Even with the Affordable Care Act, health insurance coverage for many families may remain unaffordable

Original Reporting | By Mike Alberti |

Because employers would not be incentivized to offer affordable family coverage under the IRS’s interpretation, Volk said, “you may have three family members each getting coverage from three different sources, and paying the premiums associated with all of them.”

For a family of four with a household income of $40,000 a year, for example, individual coverage for each spouse through separate employers could cost as much as $3,800 a year before the employer would be subject to a penalty. When premiums owed for the coverage for any children are added in, the total cost to the family could easily approach $8,000 a year, or 20 percent of family income.

“I don’t know of many families that would call 20 percent of their income an ‘affordable’ amount to pay for health insurance.”
— JoAnn Volk, Georgetown University

“I don’t know of many families that would call 20 percent of their income an ‘affordable’ amount to pay for health insurance,” Volk said.

Carla Saporta, the health policy director of the Greenlining Institute, a research and advocacy group focusing on racial and economic justice, added that for many families, “even 9.5 percent of income is not a realistic measure of how much people can afford.”

The Administration has yet to announce whether an employer’s failure to offer workers the opportunity to get affordable insurance for their family members means that those family members will be eligible for subsidies to buy individual insurance through an insurance exchange (see box below). Even if they will be deemed eligible, those subsidies would likely not cover the entire cost of purchasing insurance, so families could still end up paying far more than 9.5 percent of their income on insurance premiums.

 

Conflicting goals

The proposed rule does not represent the Administration’s final interpretation of the law, though most advocates do not expect significant changes to the provisions regarding employer coverage of dependents and spouses.

Several officials in the Obama Administration did not respond to requests for comment on the consequences of its proposed rule. Many advocates for expanding health insurance coverage said that the Administration could certainly argue that the employer-sponsored system is being improved insofar as larger employers will have more incentives under the ACA to provide some health insurance to workers.

But, according to Shana Alex Lavarreda of UCLA, the questions raised by the IRS’s interpretation of the employer mandate demonstrate that the goal of giving all Americans access to quality, affordable insurance is in tension with the Administration’s desire to limit the burden that the ACA places on employers.

“The problem,” she said, “is that when you try so hard not to put too much of a burden on employers, it increases the risk that some of the gaps in that system won’t get filled.”

Some families may be stuck “in limbo”

Under the ACA, tax credits to offset the cost of purchasing insurance on the individual market are generally available to employees and their dependents who have a household income of less than $92,200 (400 percent of the current federal poverty line) and who are not offered “affordable” coverage through an employer. Affordable coverage is understood be to coverage that does not exceed 9.5 percent of household income.

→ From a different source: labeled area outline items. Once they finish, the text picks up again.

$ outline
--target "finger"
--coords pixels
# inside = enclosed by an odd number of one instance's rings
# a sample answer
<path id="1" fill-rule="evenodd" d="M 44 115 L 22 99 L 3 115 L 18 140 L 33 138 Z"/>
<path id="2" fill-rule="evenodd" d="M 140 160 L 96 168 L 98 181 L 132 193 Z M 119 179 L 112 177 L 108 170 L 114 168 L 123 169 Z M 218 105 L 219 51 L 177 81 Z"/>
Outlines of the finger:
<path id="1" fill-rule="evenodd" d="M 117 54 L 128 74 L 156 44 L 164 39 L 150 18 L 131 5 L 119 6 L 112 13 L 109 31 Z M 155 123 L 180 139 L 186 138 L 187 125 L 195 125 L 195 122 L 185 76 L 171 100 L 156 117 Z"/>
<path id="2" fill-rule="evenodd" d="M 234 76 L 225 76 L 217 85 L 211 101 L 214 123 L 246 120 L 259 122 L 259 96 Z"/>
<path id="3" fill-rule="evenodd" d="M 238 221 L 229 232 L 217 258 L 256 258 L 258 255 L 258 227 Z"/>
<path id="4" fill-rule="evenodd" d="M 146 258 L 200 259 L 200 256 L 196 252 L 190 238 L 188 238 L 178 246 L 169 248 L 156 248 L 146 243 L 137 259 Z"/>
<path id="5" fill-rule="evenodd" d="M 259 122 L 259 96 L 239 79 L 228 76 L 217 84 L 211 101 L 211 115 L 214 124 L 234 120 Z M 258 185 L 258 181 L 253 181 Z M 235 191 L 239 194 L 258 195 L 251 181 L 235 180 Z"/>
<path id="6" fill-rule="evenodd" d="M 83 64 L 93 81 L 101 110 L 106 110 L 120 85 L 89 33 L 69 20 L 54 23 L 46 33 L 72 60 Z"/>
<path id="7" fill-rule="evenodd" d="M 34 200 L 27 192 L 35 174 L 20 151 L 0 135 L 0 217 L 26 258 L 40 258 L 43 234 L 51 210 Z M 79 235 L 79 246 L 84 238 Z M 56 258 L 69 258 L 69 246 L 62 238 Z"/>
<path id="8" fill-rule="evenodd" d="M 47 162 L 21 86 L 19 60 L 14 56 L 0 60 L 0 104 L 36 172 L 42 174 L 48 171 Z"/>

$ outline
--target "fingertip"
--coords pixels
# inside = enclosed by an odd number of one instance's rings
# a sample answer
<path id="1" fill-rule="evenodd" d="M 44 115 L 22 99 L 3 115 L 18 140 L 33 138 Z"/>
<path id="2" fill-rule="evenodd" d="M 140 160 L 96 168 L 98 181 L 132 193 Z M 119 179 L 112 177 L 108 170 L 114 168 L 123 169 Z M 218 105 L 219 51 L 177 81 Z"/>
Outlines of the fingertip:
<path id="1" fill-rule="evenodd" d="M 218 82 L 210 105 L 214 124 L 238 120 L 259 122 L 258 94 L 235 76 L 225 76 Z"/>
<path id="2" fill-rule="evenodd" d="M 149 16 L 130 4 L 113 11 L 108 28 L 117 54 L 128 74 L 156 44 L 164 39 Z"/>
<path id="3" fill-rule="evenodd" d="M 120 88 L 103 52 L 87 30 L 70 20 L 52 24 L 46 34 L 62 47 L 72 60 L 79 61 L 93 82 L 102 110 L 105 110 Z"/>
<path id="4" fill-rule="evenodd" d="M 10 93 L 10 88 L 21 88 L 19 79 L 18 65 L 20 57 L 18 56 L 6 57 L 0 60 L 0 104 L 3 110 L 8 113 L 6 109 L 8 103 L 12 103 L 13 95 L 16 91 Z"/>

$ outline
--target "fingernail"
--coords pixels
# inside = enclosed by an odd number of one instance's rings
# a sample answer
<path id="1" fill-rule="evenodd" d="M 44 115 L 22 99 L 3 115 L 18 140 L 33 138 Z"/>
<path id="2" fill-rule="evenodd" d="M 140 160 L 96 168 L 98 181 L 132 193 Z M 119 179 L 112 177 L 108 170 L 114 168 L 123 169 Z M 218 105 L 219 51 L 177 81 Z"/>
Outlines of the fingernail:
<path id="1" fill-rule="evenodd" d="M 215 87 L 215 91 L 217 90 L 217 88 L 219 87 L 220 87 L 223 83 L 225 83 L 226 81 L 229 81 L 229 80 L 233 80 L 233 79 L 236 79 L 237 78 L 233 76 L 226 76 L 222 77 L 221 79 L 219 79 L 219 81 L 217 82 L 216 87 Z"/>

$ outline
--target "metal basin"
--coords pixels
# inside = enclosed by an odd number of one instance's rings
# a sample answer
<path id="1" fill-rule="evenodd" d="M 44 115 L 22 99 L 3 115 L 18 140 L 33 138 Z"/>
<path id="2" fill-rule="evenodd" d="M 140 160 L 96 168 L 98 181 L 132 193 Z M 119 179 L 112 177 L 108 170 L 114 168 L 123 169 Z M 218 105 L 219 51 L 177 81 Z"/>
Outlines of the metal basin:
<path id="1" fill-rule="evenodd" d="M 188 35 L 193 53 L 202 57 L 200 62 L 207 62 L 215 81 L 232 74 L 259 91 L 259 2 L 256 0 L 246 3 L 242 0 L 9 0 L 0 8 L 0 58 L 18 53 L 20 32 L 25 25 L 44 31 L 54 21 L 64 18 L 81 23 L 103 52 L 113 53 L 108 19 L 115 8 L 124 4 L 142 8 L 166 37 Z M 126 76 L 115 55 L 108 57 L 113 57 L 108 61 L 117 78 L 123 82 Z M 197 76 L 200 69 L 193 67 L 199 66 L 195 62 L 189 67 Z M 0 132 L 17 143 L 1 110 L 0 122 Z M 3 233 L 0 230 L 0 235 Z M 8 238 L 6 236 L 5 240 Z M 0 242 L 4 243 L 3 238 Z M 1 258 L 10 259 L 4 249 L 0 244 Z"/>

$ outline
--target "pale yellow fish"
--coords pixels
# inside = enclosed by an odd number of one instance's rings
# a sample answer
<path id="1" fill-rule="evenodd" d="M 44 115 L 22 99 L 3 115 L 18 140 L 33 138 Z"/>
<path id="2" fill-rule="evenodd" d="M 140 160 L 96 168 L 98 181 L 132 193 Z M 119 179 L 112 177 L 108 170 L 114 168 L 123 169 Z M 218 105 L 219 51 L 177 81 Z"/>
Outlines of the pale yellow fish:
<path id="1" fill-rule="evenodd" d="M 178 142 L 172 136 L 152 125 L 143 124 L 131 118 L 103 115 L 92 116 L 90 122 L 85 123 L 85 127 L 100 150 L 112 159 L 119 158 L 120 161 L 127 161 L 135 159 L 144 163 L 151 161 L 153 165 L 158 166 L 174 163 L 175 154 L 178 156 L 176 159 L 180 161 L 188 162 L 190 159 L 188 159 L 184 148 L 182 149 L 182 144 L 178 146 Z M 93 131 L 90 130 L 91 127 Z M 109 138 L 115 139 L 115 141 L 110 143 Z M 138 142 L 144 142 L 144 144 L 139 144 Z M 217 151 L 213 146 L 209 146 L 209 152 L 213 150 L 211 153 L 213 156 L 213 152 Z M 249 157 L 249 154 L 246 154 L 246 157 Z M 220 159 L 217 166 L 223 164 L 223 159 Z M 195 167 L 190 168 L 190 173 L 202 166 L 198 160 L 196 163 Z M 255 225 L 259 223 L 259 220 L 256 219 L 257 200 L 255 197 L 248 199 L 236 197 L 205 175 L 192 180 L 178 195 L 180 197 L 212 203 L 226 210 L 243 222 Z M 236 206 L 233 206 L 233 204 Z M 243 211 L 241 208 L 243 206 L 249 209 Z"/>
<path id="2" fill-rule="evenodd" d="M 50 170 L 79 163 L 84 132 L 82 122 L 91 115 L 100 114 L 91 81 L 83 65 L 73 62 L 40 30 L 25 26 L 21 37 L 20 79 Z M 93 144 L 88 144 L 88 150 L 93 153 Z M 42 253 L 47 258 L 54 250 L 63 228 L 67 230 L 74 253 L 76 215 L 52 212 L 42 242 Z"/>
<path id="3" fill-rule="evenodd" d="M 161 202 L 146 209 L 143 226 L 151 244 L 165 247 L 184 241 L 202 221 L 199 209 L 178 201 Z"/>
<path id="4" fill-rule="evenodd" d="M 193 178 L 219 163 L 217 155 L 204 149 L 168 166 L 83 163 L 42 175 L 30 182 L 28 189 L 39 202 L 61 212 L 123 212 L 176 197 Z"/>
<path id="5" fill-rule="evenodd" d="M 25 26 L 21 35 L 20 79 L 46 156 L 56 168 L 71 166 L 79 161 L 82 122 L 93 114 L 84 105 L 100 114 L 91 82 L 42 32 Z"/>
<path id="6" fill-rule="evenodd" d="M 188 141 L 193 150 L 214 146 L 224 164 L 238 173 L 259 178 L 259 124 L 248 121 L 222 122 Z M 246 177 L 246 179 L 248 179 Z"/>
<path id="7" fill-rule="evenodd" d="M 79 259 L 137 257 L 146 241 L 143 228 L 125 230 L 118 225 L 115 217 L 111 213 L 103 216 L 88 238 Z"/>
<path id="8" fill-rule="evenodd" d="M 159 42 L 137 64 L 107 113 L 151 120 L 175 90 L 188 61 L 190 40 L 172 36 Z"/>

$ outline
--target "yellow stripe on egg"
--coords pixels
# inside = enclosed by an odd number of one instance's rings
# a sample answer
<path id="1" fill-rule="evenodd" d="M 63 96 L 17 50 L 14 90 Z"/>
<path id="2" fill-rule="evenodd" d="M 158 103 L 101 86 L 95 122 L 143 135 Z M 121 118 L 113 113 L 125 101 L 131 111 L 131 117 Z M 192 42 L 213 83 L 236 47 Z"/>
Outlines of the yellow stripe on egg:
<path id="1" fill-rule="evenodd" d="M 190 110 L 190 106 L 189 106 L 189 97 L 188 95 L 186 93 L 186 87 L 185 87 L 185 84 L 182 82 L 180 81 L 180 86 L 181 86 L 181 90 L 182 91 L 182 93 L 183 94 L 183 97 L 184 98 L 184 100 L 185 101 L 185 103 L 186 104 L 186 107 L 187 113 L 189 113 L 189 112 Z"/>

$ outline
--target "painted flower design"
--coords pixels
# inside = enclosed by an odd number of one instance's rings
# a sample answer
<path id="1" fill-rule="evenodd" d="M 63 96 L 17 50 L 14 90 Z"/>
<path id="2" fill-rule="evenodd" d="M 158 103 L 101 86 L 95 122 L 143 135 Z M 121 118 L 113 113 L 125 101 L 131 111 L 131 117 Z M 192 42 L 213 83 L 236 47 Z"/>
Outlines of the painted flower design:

But costs attributable to whose coverage cannot exceed 9.5 percent of household income? If the Administration defines affordability for tax credit purposes in the same way it defined the scope of required affordability for purposes of the employer mandate, then it will only look at whether a worker’s individual insurance cost is no more than 9.5 percent of household income, regardless of how much more expensive the family plan offered by the employer may be.

In that interpretation, the affordability of a worker’s “self-only” coverage would render that worker’s dependents ineligible for tax credits.

According to Cheryl Fish-Parcham, deputy director of health policy at Families USA, a patient advocacy group in Washington, if the Administration goes that route, millions of dependents could be stuck “in limbo” between an offer of employer-sponsored coverage that they can’t afford and insurance on the individual market, for which they will not be eligible for subsidies.

“That could put families in a very bad position,” Fish-Parcham said. “Many families may decide not to buy insurance at all because neither option is affordable for them.”

A 2011 analysis by the Kaiser Family Foundation found that there are nearly four million non-working dependents in families in which the worker has access to affordable employer-sponsored coverage but the family does not.

Many advocates have argued that the ACA should be interpreted as allowing the dependents of employees to be eligible for tax credits to buy insurance through the exchange if the family coverage offered by the employer costs more than 9.5 percent of household income.

“It makes no sense not to apply the [affordability] standard to family coverage,” said Ed Walz, the vice president for communications at First Focus, a child advocacy group. “That’s like assuming that when a parent goes grocery shopping, they are only going to want to buy groceries for themselves and not their kids.”

Allowing tax credits when the family coverage offered by an employer is prohibitively expensive, however, could substantially increase the total cost of the ACA to the government, something some advocates fear the Administration is looking to avoid.